Looking to the future

Jacob Lane · Wednesday, December 6, 2017
Vision to Learn was in West Liberty Nov. 27-28. The growing nonprofit organization provided eye exams and handed out free glasses to local students.

“There are so many children out there that need glasses but don’t know they have a vision problem,” says WL School Nurse Julie Yoerger, BSN, RN.

“We’re also going to catch children who’s parents can’t afford glasses,” she adds. “They receive a free comprehensive eye exam and two pairs of glasses.”

Vision to Learn brings a mobile clinic to low-income schools, where it provides comprehensive eye exams to students recommended by the school.

Students can end up receiving two pairs of glasses, one pair for home and one pair for school. Students also get referred to eye doctors for future care.

West Liberty Nurses Julie Yoerger and Angela Swick are busy screening all 1,400 students at every grade level in West Liberty.

Together they refer the students they believe need further examination. In the elementary school Yoerger referred 160 students, 95 of which were screened.

Vision to Learn will be back to cover the remaining students as well as the rest of the school district. It’s a big project, but the hope it to complete WLCSD entirely by the end of the year.

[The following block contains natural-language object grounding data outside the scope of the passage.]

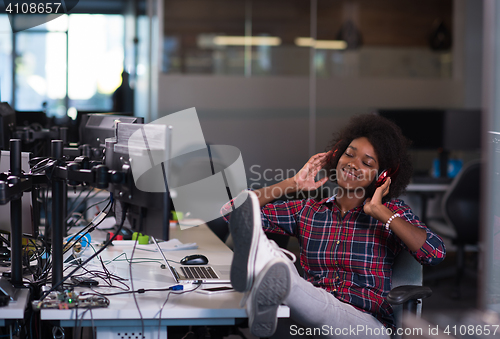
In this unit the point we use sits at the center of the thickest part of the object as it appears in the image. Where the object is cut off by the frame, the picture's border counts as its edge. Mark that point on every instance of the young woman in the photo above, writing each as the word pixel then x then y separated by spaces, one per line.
pixel 348 241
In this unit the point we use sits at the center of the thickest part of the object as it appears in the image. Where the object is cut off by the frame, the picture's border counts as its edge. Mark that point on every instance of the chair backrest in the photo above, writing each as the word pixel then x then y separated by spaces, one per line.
pixel 461 203
pixel 405 271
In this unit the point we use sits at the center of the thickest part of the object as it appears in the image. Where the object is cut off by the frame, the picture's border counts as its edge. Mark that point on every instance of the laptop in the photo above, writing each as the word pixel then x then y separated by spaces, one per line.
pixel 190 274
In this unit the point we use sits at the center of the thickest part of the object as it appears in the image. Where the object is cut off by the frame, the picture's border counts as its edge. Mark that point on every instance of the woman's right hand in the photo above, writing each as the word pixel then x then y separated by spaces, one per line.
pixel 305 179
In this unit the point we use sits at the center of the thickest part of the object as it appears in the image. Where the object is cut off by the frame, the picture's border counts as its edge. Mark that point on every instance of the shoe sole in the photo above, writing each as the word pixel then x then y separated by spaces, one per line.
pixel 245 238
pixel 270 290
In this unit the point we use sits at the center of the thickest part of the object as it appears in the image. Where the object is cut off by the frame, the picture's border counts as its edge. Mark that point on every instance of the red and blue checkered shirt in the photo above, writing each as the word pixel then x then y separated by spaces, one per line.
pixel 350 257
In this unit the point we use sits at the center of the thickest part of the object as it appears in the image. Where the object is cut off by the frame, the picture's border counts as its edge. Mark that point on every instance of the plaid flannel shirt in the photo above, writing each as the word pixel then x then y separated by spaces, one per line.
pixel 351 256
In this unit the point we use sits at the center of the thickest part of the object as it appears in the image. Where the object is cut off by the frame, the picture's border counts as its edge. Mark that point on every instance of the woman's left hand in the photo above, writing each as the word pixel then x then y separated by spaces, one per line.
pixel 374 203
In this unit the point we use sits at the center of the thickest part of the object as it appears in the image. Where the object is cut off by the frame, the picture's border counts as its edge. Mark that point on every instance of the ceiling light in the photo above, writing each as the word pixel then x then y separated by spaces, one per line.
pixel 247 40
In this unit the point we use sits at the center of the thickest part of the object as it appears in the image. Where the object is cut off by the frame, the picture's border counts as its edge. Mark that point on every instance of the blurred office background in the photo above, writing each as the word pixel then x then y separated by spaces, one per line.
pixel 274 78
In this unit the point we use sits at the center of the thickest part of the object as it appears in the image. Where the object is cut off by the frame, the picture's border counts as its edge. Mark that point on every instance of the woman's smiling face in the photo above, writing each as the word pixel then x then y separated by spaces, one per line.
pixel 358 166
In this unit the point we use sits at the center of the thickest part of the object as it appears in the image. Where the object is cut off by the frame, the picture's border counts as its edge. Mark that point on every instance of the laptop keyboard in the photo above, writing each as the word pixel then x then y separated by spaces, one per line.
pixel 199 272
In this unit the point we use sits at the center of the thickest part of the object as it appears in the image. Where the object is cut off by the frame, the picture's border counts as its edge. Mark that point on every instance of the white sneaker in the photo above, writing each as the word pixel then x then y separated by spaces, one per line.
pixel 270 289
pixel 252 249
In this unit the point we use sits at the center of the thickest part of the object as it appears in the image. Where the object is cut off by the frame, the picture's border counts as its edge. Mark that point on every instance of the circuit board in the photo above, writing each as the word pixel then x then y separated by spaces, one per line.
pixel 68 299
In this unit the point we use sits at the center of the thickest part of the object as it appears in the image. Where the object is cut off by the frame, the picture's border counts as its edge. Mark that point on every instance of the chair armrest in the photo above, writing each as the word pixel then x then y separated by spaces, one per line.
pixel 401 294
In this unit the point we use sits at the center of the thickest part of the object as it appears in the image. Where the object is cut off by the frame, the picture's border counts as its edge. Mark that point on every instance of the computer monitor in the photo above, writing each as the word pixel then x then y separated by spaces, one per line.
pixel 462 129
pixel 148 209
pixel 423 127
pixel 97 127
pixel 29 118
pixel 441 130
pixel 7 124
pixel 434 129
pixel 29 226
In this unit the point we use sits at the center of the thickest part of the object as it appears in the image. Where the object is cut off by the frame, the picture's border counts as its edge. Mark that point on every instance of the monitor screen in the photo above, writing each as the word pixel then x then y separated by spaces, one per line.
pixel 96 128
pixel 7 124
pixel 148 208
pixel 462 129
pixel 432 129
pixel 28 225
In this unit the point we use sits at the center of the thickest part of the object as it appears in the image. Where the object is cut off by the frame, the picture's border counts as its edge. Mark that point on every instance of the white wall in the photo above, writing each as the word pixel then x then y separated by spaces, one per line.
pixel 267 118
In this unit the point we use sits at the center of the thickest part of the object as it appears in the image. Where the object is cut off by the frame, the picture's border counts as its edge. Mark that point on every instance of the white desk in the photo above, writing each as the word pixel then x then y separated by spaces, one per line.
pixel 185 309
pixel 15 309
pixel 425 191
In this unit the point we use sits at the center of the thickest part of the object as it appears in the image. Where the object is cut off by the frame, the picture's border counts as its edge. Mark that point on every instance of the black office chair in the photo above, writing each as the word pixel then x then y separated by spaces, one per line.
pixel 460 208
pixel 407 291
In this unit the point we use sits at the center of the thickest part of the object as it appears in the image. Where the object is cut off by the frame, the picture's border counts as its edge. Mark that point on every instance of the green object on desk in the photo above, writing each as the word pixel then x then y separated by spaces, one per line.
pixel 143 239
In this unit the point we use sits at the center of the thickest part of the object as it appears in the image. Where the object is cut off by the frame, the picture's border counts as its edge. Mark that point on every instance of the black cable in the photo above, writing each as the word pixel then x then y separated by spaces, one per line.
pixel 78 197
pixel 85 210
pixel 132 284
pixel 5 240
pixel 56 286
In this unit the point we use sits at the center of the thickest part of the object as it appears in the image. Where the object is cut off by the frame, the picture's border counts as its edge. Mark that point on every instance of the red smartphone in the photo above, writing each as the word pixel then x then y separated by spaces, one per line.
pixel 382 178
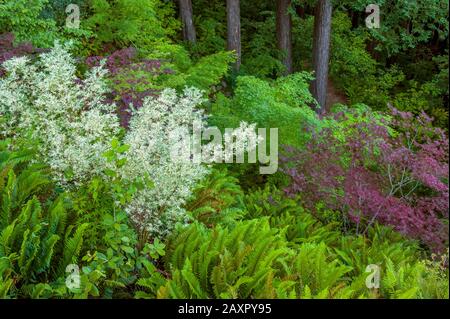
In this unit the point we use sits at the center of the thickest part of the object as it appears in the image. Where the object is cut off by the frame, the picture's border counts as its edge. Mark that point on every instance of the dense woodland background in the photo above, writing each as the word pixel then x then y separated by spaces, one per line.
pixel 363 131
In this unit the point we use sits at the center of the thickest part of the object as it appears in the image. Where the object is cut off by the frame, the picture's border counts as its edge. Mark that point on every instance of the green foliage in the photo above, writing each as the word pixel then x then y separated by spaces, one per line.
pixel 218 198
pixel 23 17
pixel 406 24
pixel 203 74
pixel 38 235
pixel 282 105
pixel 129 22
pixel 223 263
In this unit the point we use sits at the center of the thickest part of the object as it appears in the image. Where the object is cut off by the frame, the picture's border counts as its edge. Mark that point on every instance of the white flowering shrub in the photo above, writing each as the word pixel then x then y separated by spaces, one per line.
pixel 66 116
pixel 74 129
pixel 150 147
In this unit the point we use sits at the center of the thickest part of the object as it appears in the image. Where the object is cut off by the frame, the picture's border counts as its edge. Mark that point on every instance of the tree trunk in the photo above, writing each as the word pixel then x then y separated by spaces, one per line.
pixel 234 30
pixel 188 21
pixel 284 33
pixel 321 51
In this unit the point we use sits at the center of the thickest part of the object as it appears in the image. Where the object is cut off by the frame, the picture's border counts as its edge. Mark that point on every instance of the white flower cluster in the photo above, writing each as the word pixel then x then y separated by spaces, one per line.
pixel 73 126
pixel 150 145
pixel 46 101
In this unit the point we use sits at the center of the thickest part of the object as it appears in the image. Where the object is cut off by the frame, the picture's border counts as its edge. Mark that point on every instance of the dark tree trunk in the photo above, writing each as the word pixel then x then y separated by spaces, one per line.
pixel 321 51
pixel 284 33
pixel 234 30
pixel 188 21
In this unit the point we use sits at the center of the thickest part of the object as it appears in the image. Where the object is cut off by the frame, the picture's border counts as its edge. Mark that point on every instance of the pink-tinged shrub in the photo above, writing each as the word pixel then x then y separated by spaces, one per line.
pixel 396 175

“We have a lot of kids in this school district that should have glasses but don’t,” says Yoerger. “They’re broken or lost, it’s so important for these kids to have glasses while they’re learning.”

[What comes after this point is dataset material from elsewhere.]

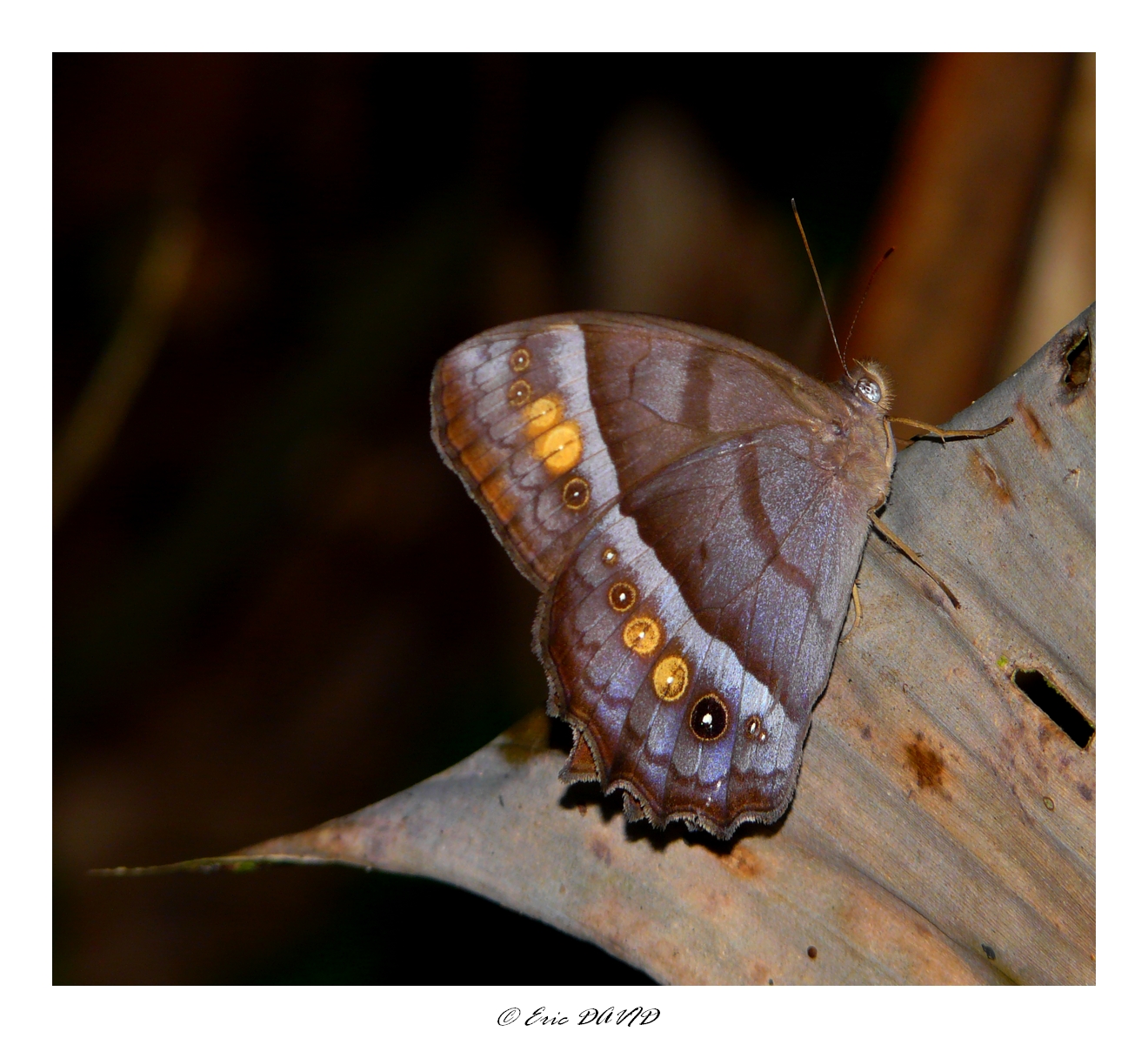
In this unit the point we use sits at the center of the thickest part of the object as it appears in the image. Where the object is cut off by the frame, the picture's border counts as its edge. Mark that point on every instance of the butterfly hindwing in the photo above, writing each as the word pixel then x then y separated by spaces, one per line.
pixel 697 593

While they’re working on screening the whole school this year, the plan is to scale it back but continue the partnership with Vision to Learn in the years to come.

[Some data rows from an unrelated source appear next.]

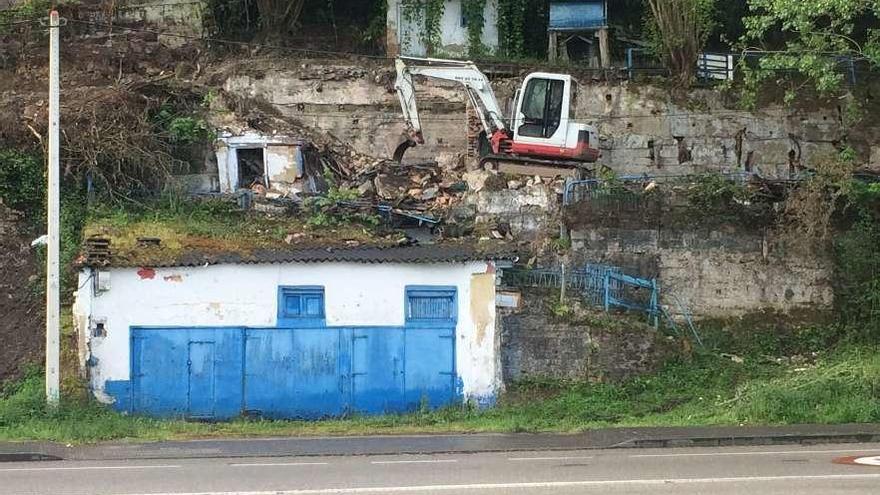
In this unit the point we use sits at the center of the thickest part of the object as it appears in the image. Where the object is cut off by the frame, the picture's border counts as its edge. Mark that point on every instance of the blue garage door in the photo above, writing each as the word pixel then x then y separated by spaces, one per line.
pixel 193 373
pixel 310 371
pixel 294 373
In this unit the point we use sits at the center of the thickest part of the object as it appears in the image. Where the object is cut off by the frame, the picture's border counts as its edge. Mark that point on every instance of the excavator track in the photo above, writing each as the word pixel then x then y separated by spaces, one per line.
pixel 525 165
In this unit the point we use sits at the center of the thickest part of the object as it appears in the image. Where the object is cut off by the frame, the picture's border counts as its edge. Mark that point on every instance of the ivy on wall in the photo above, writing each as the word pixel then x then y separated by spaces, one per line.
pixel 511 27
pixel 429 13
pixel 473 10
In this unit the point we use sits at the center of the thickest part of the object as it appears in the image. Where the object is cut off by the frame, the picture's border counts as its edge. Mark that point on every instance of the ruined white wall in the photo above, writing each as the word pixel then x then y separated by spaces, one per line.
pixel 714 272
pixel 178 16
pixel 643 129
pixel 454 36
pixel 247 295
pixel 281 158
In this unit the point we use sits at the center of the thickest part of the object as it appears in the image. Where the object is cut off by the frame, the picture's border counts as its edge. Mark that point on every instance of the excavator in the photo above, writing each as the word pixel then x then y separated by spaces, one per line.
pixel 541 132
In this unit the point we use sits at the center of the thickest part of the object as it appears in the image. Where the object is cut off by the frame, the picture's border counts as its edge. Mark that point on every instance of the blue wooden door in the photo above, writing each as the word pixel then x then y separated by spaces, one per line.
pixel 294 373
pixel 187 372
pixel 377 370
pixel 430 367
pixel 201 380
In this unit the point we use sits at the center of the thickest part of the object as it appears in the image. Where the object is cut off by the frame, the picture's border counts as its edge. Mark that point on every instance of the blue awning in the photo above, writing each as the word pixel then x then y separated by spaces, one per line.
pixel 575 15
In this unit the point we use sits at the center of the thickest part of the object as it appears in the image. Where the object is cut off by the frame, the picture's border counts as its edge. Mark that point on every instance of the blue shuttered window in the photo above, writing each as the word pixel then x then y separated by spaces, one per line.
pixel 431 306
pixel 301 306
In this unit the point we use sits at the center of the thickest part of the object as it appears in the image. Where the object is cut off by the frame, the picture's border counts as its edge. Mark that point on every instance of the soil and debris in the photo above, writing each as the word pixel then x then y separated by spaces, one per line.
pixel 21 328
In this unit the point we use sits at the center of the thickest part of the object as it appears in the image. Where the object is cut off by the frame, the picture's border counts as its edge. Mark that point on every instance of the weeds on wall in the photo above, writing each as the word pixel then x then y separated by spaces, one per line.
pixel 428 14
pixel 22 180
pixel 511 27
pixel 473 10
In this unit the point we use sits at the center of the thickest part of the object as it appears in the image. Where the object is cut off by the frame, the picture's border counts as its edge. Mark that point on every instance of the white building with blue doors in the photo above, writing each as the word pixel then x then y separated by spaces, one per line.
pixel 292 334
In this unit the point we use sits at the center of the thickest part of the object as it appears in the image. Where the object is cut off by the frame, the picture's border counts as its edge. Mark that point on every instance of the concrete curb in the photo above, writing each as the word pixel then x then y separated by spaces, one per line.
pixel 748 441
pixel 28 457
pixel 611 438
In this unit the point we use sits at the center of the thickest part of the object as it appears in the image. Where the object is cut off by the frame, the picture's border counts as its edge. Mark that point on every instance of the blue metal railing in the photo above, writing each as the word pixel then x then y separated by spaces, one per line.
pixel 607 287
pixel 586 189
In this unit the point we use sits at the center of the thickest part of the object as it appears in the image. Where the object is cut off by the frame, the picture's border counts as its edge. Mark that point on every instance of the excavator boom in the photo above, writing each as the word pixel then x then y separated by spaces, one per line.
pixel 476 84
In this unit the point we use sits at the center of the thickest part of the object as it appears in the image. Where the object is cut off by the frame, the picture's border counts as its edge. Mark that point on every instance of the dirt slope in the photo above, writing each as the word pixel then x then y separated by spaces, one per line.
pixel 21 310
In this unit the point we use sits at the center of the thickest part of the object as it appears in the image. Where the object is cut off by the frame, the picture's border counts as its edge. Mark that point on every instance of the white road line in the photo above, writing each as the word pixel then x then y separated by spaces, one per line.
pixel 560 458
pixel 545 484
pixel 778 452
pixel 85 468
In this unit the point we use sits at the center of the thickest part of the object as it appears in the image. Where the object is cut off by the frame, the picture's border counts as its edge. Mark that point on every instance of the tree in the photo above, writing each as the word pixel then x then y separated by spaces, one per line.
pixel 811 38
pixel 678 30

A big reason the 501(c)(3) non-profit organization has come to West Liberty is Trey and Dina Sucher. Trey is known for having established the Trey Sucher Law Firm here in West Liberty.

The couple were looking for a community project when they thought of their own children, Will and Evelyn Sucher. Both suffer from vision issues.

Trey fully understands what it’s like to get good eye care, he wanted that for the kids of the West Liberty Community School District as well.

“I know the care is available, just not everybody has access to it primarily due to economic reasons,” he says.

While searching online he ran into Corrine Kroger, Regional Director of Vision to Learn. Slowly they worked out the details, meanwhile Nurse Julie Yoerger got on board.

Vision to Learn only establishes relationships with schools where more than half of the student population qualifies for ‘Free or Reduced Lunch.’

“There’s a lot of communities in Iowa that would not qualify to partner with Vision to Learn, but West Liberty does, so they’re here to help,” says Sucher.

Since 2012 the organization has facilitated 430,000 screenings, provided more than 86,000 eyes exams and provided more than 65,000 glasses.

Vision to Learn started in California. It’s also active in Delaware, Hawaii, Maryland, Michigan, New Jersey and Iowa.

It came to Iowa in 2016 through Dubuque and Jackson Counties. Only recently in 2017 has it expanded to Waterloo, West Liberty, Des Moines and Clinton County.

Up until last year Nurse Yoerger screened kids every year in 1st, 3rd, 5th, 7th grade. However, the school recently hired additional help in Nurse Angela Swick.

Together they are able to screen more students, including those at the high school.

“The problem was that some students would fall between the cracks, a child might not even know they can’t see,” said Yoerger “They might think it’s normal, even though it’s a little blurry.”

“That’s why I’m excited to have the high school kids involved as well, some of them don’t even realize they can’t see and that effects their learning,” she adds.

Being able to tackle the entire school district is a big deal. The two nurses have put in several months of additional work, but it’s been worth it.

“We were planning to start with just the elementary school,” said Trey Sucher. “But when we found out we were able to meet the requirements for the entire district we said let’s do it.”

It took around $13,000 to get off the ground. But, many organizations stepped up to help including All American Concrete, MidWest One Bank, Trey Sucher Law and Vision to Learn.

They also received a $1,000 grant from the the West Liberty Community Fund, held by the Community Foundation of Greater Muscatine.

“And the hopes are, if families can’t afford an eye doctor Vision to Learn will come back,” says Yoerger.